Photo from last year – this is the fence mounted on my TS-3650, with a sliding push stick I used for thin rips. Next photos are from tonight.

This is the general layout – 1515S is the front/rear rail, and the two pieces of 1530 form the fence. This has the maple facing installed. On the saw, the rear bearing would be around the rear rail, but the saw-horses aren’t wide enough to allow that now.

The “business end” – this is a 4-wide bearing with a “tail”. The bearing slides on the 1515 rail and locks with a 1/4 turn of the red handle. You can see the 1530 laying flat and secured to the 2 left-most holes in the bearing, a second piece is mounted vertically and secured with three 1530 “L” brackets.

Closeup showing the mounting of the bearing, bearing brake, and the two 1530 pieces. The steel bracket is the mount for the Wixey digital gauge.

Closeup of the rear bearing. This is a 2-wide bearing with a tail. Note that 2 of the 3 slide bearings are removed – this allows smoother sliding, and the weight keeps the top bearing in the slot and aligned.

Alignment was pretty easy. I got some 1/2” socket drive Allen keys so you can really torque down the bolts. You loosen the bolts on the front bearing. Insert a 3/4 MDF strip into the miter slot, then slide the fence up to the MDF. Set the rear bearing first, locking in the Allen screws. Verify alignment, then snug and torque down the front screws. If you have the Wixey Gauge, remove the MDF, raise the blade a bit and slide the fence up to the blade, making sure you don’t deflect the blade with sideways pressure. Zero the gauge. I would check the alignment before any serious project, but only had to reset it once in the almost 3 years I used it. I’d occasionally spray the rails with silicone spray and give them a wipe – the fence glides pretty freely but not so much that it will move on its own when setting it up – it is somewhat heavy and feels solid.
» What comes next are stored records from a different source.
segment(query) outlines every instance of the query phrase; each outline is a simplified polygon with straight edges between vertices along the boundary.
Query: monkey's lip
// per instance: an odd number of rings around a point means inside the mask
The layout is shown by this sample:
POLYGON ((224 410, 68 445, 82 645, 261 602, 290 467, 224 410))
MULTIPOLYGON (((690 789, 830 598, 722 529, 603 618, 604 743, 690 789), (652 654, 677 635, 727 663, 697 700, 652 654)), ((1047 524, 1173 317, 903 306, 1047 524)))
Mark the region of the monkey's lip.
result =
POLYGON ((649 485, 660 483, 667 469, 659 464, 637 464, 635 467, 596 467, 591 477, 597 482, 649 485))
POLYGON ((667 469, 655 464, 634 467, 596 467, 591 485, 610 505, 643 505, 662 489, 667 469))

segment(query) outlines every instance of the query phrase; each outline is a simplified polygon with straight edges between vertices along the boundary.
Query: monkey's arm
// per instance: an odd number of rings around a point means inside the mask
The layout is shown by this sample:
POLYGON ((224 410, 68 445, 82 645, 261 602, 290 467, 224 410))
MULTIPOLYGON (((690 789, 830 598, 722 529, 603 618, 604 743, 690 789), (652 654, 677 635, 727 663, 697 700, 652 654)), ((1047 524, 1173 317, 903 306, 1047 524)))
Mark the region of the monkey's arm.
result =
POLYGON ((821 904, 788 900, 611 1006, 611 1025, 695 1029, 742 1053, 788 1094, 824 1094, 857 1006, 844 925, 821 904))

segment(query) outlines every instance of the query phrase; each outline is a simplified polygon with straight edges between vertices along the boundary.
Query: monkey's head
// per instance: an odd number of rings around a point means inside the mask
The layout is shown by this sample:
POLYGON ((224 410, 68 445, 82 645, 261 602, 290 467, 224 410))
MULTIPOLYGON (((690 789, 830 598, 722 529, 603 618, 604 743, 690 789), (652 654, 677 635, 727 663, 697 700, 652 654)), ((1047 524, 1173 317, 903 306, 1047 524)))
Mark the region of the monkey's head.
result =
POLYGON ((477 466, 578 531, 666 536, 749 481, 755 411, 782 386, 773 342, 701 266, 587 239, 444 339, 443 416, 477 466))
I had a couple of gadgets that ran on the top of the fence to keep my fingers away from the blade when making thin cuts (pic 1). You can mount finger boards (as shown) and even anti-kickback rollers into the t-slots, not to mention clamp almost anything to the face, top, and back of the fence. I’ve also used small stop-blocks front and back of the fence in the front rail to switch quickly between two cutting sizes.